Taking one last look at the door to make sure I have everything locked up and secured, I head down the front porch to my bike, swing my leg over, and fire up the engine before driving the twenty minutes it takes me to get to the clubhouse. Last night was the club’s usual Saturday party, and I can’timagine most of the brothers are going to be excited for the emergency meeting. I avoid all parties like the plague if I can. Every once in a while, I make an appearance for special occasions, like Squirrel’s wedding last weekend, but the second a club whore gets too comfortable trying to touch me, I leave. Parties and hanging out at the club aren’t what I am after with club life anymore. I just want to do my job, keep my brothers and their families safe, and work on my cabin.

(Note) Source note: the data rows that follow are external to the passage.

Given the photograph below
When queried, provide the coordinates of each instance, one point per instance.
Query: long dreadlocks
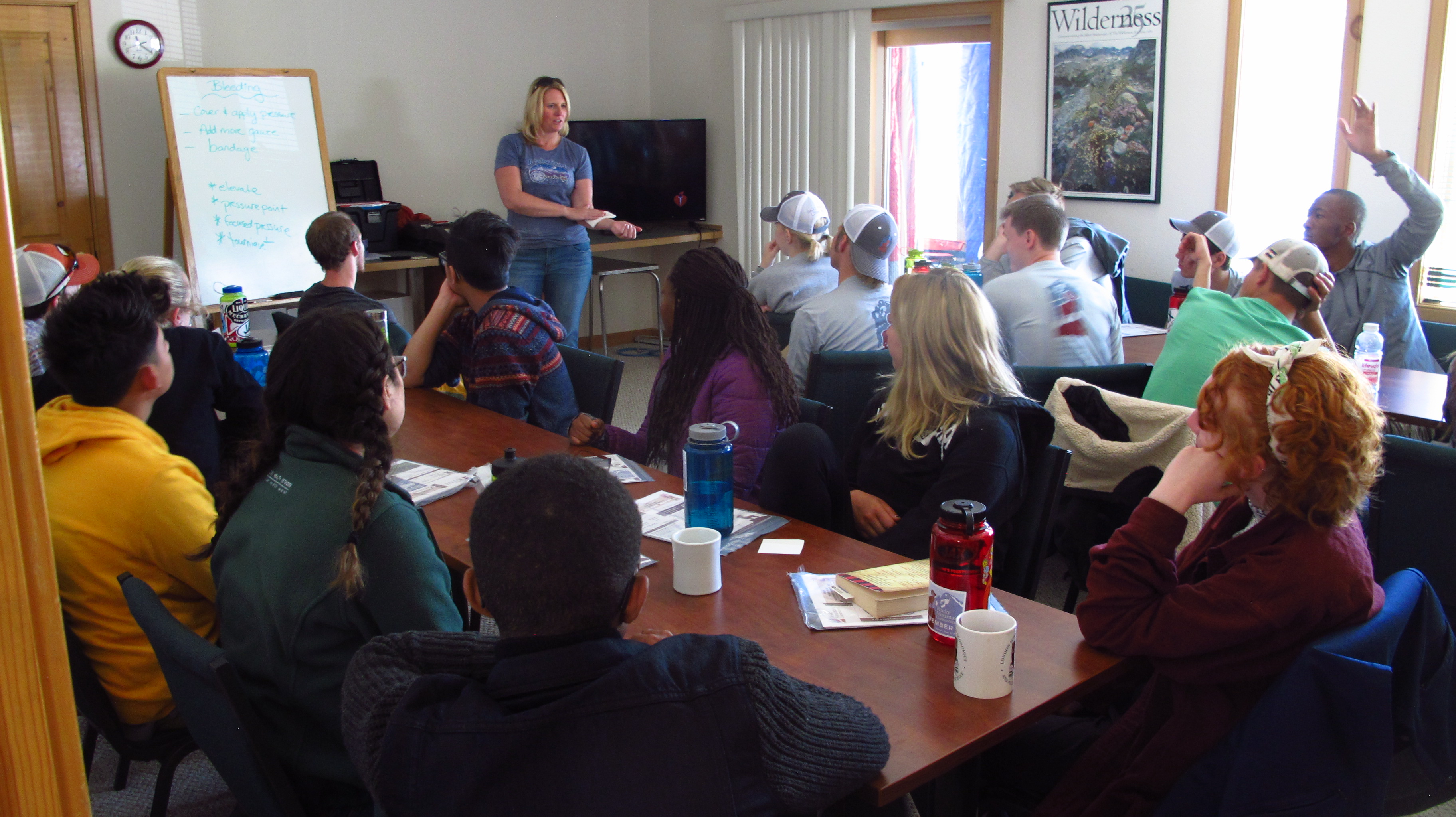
(712, 312)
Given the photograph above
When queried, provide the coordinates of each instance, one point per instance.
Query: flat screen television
(647, 170)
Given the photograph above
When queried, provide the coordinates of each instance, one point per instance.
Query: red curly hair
(1331, 440)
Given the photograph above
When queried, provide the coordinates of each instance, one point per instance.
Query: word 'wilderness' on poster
(1106, 98)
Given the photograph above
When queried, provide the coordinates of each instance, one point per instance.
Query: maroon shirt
(1218, 624)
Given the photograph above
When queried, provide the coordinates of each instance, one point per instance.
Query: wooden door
(56, 181)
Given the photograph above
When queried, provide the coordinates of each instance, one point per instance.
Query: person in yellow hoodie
(119, 500)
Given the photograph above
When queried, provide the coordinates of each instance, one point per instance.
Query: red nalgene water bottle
(960, 566)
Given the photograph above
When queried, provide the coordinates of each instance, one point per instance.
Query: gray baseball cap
(800, 212)
(1290, 257)
(872, 238)
(1215, 226)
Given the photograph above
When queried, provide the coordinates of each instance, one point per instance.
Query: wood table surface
(1406, 395)
(897, 672)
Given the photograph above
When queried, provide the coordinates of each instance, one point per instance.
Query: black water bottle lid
(957, 510)
(504, 464)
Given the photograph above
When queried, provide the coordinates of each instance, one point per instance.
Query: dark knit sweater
(816, 746)
(508, 360)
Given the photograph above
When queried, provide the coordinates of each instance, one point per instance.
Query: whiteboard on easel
(249, 172)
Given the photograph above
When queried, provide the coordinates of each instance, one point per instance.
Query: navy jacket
(207, 378)
(1112, 253)
(1323, 739)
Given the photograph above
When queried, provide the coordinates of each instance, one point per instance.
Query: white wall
(1393, 72)
(427, 89)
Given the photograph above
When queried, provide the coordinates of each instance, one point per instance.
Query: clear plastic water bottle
(708, 477)
(254, 359)
(1369, 353)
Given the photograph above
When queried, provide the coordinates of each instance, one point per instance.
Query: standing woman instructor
(545, 183)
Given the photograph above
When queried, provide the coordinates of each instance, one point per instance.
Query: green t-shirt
(1211, 324)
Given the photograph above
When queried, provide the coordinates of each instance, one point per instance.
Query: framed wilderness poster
(1106, 98)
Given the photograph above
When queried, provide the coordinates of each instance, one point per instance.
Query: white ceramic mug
(985, 653)
(695, 561)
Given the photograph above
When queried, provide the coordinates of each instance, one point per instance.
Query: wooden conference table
(1406, 395)
(899, 672)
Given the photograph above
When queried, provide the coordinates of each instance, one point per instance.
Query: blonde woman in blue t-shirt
(545, 183)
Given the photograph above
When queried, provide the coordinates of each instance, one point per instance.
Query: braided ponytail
(369, 430)
(326, 375)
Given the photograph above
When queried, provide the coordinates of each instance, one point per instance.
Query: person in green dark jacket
(318, 553)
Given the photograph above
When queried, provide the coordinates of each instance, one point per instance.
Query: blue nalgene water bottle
(708, 477)
(254, 359)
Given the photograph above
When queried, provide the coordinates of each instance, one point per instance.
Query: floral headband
(1279, 365)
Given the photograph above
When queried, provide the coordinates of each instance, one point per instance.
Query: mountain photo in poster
(1104, 98)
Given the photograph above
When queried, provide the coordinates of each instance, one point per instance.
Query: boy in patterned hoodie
(504, 346)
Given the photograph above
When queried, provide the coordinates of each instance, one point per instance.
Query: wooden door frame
(91, 121)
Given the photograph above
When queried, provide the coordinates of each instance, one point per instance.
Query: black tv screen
(647, 170)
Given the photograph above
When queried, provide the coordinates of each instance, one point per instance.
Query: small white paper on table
(787, 547)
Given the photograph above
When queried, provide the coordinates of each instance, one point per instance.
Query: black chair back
(816, 412)
(1018, 564)
(1148, 300)
(848, 382)
(1125, 378)
(1440, 338)
(782, 322)
(1409, 525)
(212, 701)
(166, 746)
(596, 379)
(283, 321)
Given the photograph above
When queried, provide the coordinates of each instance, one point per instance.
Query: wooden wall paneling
(41, 771)
(1426, 140)
(1350, 78)
(1231, 104)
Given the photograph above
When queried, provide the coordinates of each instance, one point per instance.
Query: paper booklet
(427, 483)
(622, 468)
(1139, 330)
(826, 606)
(663, 516)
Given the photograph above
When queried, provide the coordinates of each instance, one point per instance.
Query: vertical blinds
(795, 124)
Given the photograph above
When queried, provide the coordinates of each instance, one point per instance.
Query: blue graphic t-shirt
(550, 175)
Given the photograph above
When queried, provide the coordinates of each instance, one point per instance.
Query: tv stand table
(656, 233)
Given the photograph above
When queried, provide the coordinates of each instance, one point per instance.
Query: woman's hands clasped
(872, 515)
(584, 429)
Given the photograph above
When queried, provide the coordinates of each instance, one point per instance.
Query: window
(1280, 146)
(1436, 161)
(937, 89)
(938, 118)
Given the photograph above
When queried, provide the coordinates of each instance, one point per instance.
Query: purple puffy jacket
(732, 391)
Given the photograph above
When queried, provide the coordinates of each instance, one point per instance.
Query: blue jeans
(558, 274)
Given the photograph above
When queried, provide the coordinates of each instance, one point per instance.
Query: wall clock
(139, 44)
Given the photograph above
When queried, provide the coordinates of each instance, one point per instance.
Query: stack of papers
(426, 483)
(826, 606)
(622, 468)
(663, 515)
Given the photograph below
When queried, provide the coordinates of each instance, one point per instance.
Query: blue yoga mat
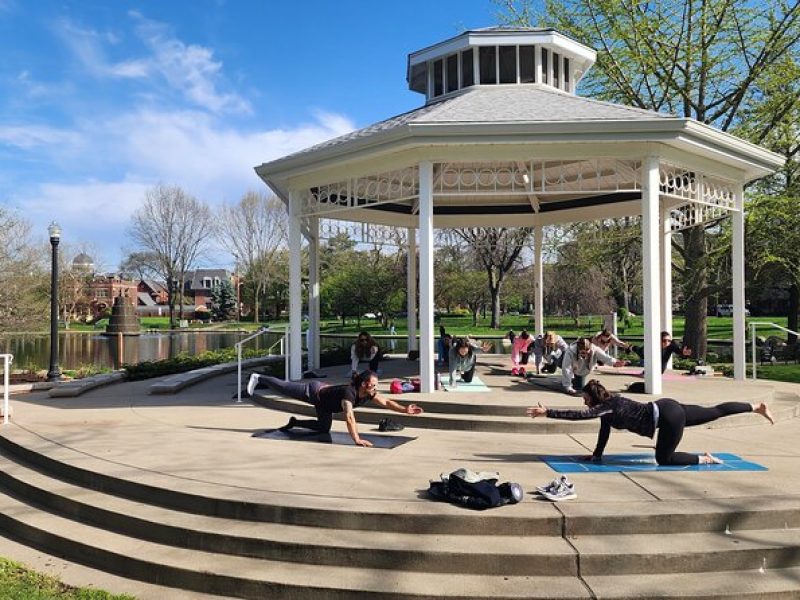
(618, 463)
(476, 385)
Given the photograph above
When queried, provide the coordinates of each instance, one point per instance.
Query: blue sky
(102, 99)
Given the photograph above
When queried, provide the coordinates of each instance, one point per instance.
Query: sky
(102, 99)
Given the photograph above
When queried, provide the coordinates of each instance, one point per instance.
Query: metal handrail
(7, 360)
(753, 337)
(238, 346)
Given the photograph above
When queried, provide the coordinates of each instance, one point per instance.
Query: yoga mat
(337, 438)
(625, 463)
(476, 385)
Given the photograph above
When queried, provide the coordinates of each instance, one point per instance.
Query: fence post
(7, 360)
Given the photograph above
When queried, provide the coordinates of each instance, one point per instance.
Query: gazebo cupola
(498, 56)
(502, 141)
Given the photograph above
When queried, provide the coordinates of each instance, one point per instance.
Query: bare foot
(763, 410)
(710, 459)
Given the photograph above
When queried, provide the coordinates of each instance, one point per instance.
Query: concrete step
(757, 584)
(707, 555)
(742, 542)
(77, 575)
(246, 577)
(432, 552)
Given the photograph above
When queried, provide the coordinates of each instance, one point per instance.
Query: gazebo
(503, 140)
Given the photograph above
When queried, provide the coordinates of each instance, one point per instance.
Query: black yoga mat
(334, 437)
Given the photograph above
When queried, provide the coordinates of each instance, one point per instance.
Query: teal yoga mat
(619, 463)
(476, 385)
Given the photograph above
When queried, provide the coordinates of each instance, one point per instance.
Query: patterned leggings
(673, 417)
(307, 392)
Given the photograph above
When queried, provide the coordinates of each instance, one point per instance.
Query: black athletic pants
(307, 392)
(673, 417)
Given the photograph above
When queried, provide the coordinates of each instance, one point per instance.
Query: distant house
(104, 288)
(201, 282)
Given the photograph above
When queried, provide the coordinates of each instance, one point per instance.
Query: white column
(295, 291)
(737, 266)
(538, 281)
(426, 356)
(411, 289)
(666, 273)
(313, 293)
(650, 275)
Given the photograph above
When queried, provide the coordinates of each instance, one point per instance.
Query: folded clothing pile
(476, 490)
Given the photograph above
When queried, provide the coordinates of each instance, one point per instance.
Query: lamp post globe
(54, 373)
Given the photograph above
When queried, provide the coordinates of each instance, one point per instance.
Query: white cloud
(190, 69)
(28, 137)
(89, 46)
(188, 149)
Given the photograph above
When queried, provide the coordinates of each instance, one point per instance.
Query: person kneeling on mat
(330, 399)
(667, 415)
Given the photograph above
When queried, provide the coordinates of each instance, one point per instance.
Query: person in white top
(548, 352)
(364, 349)
(579, 360)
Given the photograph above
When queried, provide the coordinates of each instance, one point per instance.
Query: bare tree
(496, 250)
(718, 61)
(174, 226)
(254, 232)
(23, 294)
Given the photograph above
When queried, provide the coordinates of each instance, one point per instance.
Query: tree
(773, 232)
(496, 250)
(711, 60)
(254, 232)
(174, 227)
(223, 301)
(24, 294)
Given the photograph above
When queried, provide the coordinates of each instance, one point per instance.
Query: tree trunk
(794, 308)
(695, 291)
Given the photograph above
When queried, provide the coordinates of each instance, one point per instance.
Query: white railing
(282, 343)
(753, 338)
(7, 360)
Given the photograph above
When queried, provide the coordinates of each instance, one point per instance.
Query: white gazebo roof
(515, 155)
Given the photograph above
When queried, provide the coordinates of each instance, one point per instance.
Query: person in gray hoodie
(579, 360)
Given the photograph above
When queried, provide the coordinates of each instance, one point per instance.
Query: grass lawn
(789, 373)
(19, 583)
(718, 327)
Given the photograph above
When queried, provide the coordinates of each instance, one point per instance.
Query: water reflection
(32, 351)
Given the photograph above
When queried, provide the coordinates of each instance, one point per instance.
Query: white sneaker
(553, 485)
(252, 383)
(562, 492)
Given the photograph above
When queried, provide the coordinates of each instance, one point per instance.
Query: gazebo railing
(7, 360)
(753, 338)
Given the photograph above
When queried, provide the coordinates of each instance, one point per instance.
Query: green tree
(173, 227)
(773, 234)
(223, 301)
(712, 60)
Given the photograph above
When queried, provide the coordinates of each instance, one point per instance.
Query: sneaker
(292, 422)
(562, 492)
(555, 484)
(251, 384)
(389, 425)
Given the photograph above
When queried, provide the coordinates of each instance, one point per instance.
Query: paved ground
(203, 437)
(201, 440)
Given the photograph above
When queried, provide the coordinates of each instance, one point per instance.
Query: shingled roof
(500, 104)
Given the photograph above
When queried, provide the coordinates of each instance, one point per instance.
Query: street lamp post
(54, 374)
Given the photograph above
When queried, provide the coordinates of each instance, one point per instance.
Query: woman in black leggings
(667, 415)
(328, 400)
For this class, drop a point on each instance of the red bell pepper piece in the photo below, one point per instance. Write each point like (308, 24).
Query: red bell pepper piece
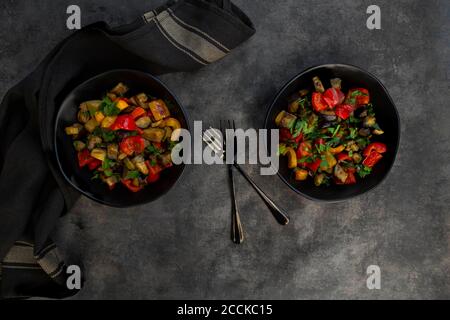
(125, 122)
(94, 164)
(351, 178)
(314, 166)
(84, 158)
(318, 102)
(343, 156)
(372, 159)
(130, 186)
(333, 97)
(376, 146)
(358, 97)
(138, 112)
(132, 145)
(344, 111)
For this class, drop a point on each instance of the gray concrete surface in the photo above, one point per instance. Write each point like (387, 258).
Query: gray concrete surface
(179, 247)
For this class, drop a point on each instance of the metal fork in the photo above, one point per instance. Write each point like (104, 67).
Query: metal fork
(212, 141)
(237, 231)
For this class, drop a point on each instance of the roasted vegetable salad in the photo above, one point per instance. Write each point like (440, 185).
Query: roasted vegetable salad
(124, 140)
(330, 135)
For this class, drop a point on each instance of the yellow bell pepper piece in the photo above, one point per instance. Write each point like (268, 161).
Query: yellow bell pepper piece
(99, 116)
(108, 121)
(337, 149)
(292, 158)
(122, 104)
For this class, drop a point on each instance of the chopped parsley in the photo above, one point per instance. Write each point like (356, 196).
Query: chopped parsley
(108, 107)
(153, 150)
(132, 175)
(363, 171)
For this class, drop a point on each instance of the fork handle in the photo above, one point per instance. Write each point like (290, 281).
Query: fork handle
(280, 215)
(237, 231)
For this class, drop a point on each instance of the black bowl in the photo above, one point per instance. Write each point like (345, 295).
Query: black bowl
(80, 179)
(387, 117)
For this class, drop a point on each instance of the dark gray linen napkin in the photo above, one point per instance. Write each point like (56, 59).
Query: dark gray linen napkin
(181, 36)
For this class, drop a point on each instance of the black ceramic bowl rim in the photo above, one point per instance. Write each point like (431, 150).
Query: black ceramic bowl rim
(87, 194)
(331, 65)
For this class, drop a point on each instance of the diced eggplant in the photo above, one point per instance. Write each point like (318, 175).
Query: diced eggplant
(352, 146)
(120, 89)
(111, 181)
(91, 125)
(303, 92)
(166, 159)
(79, 145)
(159, 109)
(139, 163)
(143, 122)
(285, 119)
(129, 164)
(340, 173)
(99, 154)
(319, 179)
(113, 151)
(154, 134)
(94, 141)
(293, 106)
(142, 100)
(336, 83)
(99, 116)
(83, 116)
(292, 157)
(369, 121)
(111, 96)
(318, 85)
(364, 132)
(357, 158)
(330, 162)
(90, 106)
(378, 132)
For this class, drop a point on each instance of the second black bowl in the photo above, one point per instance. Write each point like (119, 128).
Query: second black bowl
(387, 118)
(66, 156)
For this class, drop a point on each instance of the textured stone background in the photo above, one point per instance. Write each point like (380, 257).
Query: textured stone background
(179, 247)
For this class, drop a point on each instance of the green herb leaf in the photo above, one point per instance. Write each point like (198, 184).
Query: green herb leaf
(363, 171)
(132, 175)
(153, 150)
(108, 107)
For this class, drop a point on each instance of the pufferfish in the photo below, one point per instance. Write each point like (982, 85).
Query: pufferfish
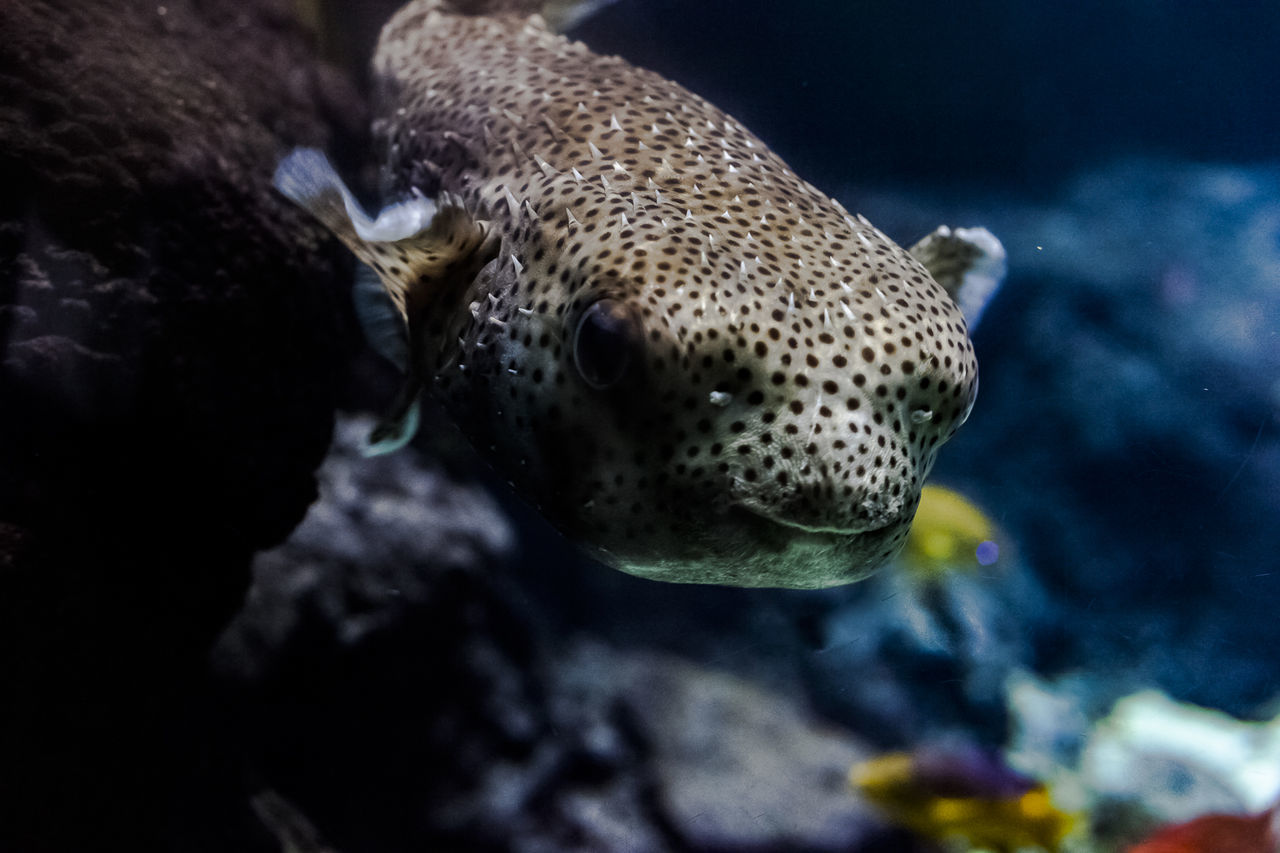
(690, 360)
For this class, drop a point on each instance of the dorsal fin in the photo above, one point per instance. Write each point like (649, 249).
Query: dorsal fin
(968, 263)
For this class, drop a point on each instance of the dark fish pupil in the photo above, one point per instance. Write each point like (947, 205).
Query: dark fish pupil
(604, 342)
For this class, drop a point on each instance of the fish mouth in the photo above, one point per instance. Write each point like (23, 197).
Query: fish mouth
(753, 516)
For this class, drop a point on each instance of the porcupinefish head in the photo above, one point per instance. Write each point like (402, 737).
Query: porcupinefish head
(690, 360)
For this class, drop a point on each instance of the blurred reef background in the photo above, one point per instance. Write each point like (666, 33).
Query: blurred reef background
(222, 632)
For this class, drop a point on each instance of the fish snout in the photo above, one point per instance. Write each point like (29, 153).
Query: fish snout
(823, 493)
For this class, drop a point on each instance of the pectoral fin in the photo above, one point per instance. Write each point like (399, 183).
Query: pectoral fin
(968, 263)
(425, 255)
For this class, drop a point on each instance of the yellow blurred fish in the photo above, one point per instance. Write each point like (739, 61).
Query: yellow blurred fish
(950, 533)
(963, 794)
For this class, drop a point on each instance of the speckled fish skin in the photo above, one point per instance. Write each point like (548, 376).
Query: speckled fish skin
(790, 372)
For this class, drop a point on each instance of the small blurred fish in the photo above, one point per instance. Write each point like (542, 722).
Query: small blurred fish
(1217, 834)
(963, 793)
(950, 533)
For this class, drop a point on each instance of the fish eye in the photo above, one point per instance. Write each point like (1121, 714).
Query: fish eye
(604, 342)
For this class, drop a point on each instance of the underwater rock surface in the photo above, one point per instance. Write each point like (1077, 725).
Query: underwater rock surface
(392, 682)
(170, 361)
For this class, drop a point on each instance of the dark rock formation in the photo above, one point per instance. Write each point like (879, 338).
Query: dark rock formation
(169, 359)
(393, 683)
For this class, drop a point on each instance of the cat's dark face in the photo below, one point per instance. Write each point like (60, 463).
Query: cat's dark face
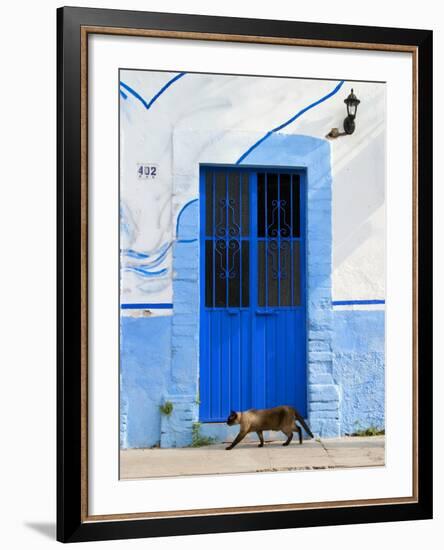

Everyone is already there when I pull in. Our newest prospect, who we affectionately call Slap Nuts, lets me through the gate, and I park my bike next to the others. There’s a slight dusting of snow on the ground, which will most likely disappear by tomorrow, but for now it looks nice. I stomp my boots off by the door and catch Prez’s eye. As soon as he sees me, he stands from his chair.
“CHURCH!”
All of the Enforcers, our VP, Road Captain, Secretary, Treasurer and Sergeant At Arms all move toward the room. Our cell phones are collected outside the door and then locked in the safe by Prez’s old lady. I notice that right before the door closes, Lyric, Karma’s old lady and honorary silent member, sneaks in and takes a seat. My brow rises, and I look first to Bullet, who shrugs his shoulders. Squirrel just shakes his head like he also doesn’t know what’s going on, and he’s one of Lyric’s best friends. Karma doesn’t look the least bit phased or worried. If he’s not freaking out about his girl being in here, then he must already know what's going on.
Prez bangs his gravel, his brow furrowed, as if thinking about something that displeases him. I sit up straighter in my chair when he leans his big, beefy arms on the table, his hands folded in front of him. It’s a move I’ve seen him do before when it involves something he isn’t happy about or concerned with. Usually, when something is dangerous.